Budget alternative: The Asus Transformer Book T100. A tablet that comes with a keyboard dock for a very cheap price. It runs Windows 8.1, comes with Microsoft Office installed and a processor that is not too bad. The keyboard dock is cramped and not that fun to use however.

A great Windows laptop, with a fantastic keyboard

Lenovo Yoga 2 Pro

Lenovo is famous for the extra effort they put into keyboard design, and you’ll find superior keyboards across their range. Their ThinkPad line is especially well known for keyboards that resemble desktop typing with high, raised keys that provide excellent tactile feedback. The Yoga 2 Pro is an ultrabook with an HD touchscreen, a processor more than able to handle photo and video editing, and a neat trick of being able to fold over its body to become a tablet. Typing is fast, smooth and groovy.

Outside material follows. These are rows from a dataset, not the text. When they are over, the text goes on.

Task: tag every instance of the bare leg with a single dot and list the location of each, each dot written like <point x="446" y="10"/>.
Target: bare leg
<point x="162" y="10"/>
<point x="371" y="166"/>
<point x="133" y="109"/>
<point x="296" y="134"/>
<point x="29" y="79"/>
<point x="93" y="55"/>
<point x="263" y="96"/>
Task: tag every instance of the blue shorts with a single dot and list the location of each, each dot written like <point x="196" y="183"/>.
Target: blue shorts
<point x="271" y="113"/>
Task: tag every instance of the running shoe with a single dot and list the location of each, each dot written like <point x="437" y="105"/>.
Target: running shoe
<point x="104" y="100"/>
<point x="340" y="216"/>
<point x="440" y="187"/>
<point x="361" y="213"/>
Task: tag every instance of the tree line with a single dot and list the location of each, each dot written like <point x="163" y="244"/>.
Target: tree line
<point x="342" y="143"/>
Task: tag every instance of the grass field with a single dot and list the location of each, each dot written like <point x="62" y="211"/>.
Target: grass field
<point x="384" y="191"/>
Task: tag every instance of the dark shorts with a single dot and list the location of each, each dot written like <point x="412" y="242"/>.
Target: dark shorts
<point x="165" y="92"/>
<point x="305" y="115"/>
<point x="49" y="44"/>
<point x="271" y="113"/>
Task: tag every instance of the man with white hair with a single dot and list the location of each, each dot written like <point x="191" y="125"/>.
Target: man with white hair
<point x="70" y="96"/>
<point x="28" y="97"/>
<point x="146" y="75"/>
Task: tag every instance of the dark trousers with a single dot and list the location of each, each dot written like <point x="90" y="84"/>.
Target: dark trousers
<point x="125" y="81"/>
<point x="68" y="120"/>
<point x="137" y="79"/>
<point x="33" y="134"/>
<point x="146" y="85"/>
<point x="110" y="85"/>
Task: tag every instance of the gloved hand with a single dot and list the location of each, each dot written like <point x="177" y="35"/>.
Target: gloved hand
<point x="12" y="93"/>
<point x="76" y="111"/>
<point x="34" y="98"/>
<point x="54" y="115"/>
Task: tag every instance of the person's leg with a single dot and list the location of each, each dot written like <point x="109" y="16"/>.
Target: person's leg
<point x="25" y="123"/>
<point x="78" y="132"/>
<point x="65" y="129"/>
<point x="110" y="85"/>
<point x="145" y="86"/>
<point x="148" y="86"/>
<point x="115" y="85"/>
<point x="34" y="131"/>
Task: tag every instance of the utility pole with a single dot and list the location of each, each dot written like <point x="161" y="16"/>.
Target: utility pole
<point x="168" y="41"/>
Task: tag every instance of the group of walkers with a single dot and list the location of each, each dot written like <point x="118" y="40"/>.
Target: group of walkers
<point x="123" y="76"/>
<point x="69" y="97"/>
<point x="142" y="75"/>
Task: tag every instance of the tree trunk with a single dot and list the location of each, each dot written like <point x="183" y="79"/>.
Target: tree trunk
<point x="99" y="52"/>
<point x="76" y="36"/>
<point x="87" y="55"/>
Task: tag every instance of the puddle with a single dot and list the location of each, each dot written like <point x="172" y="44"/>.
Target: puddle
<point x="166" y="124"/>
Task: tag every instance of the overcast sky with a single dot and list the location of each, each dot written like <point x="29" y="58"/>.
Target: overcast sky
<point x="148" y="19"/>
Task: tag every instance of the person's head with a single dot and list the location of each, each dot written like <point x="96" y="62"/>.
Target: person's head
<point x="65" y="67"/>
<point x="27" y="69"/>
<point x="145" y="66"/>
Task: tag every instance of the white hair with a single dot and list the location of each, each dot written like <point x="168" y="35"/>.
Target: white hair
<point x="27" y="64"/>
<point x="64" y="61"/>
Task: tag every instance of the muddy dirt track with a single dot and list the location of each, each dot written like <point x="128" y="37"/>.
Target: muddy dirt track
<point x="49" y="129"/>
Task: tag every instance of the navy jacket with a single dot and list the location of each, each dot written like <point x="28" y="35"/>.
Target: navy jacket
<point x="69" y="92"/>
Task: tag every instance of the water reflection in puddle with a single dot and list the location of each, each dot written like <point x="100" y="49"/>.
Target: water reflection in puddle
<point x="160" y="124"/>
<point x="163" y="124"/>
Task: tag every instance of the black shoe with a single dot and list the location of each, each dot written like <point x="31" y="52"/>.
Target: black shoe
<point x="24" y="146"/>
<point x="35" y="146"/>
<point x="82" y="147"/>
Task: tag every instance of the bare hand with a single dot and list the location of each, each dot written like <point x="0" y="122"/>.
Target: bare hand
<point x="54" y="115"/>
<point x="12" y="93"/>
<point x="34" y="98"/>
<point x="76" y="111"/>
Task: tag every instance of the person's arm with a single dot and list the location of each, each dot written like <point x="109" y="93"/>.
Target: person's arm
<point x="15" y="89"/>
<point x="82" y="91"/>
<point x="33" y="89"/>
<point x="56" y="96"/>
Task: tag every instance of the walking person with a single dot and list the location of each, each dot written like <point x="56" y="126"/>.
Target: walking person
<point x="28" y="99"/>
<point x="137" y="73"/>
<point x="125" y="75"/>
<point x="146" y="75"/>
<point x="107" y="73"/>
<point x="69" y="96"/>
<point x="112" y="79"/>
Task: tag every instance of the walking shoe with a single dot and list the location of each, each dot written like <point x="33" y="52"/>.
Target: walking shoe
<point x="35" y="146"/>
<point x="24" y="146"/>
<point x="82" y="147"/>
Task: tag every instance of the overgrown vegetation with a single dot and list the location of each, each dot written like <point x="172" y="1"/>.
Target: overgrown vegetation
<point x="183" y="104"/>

Budget alternative: The Yoga 2 (without the “Pro” suffix) costs £400 to £700, depending what size you choose, otherwise the aforementioned Ideapad S210 Touch is a good bet although it is hard to find.

My favourite keyboard, and a killer machine 

Dell XPS 13

This is a premium ultrabook with top-end specs. It looks great, is as thin as a Macbook Air but looks sturdier and more robust. Although the battery life could be improved (only about 6 hours), it does feature a higher resolution screen than Macbook Airs, meaning reading text is easier on the eyes.

This is an expensive machine, indeed the costliest on this list, but I’ll pay it to use that magnificent keyboard. The keys are wider and fatter, each click giving out robust feedback. The font of every letter demands to be hammered with vigour; powered by whisky and tobacco.

Typing on this thing is addictive, as if every hit is a small smack of satisfaction. For us modern writers, we will never get into the mechanical groove of typing on a typewriter like Jack Kerouac or Ernest Hemingway or even Hunter S Thompson. For me this keyboard provides a semblance of the same thrill.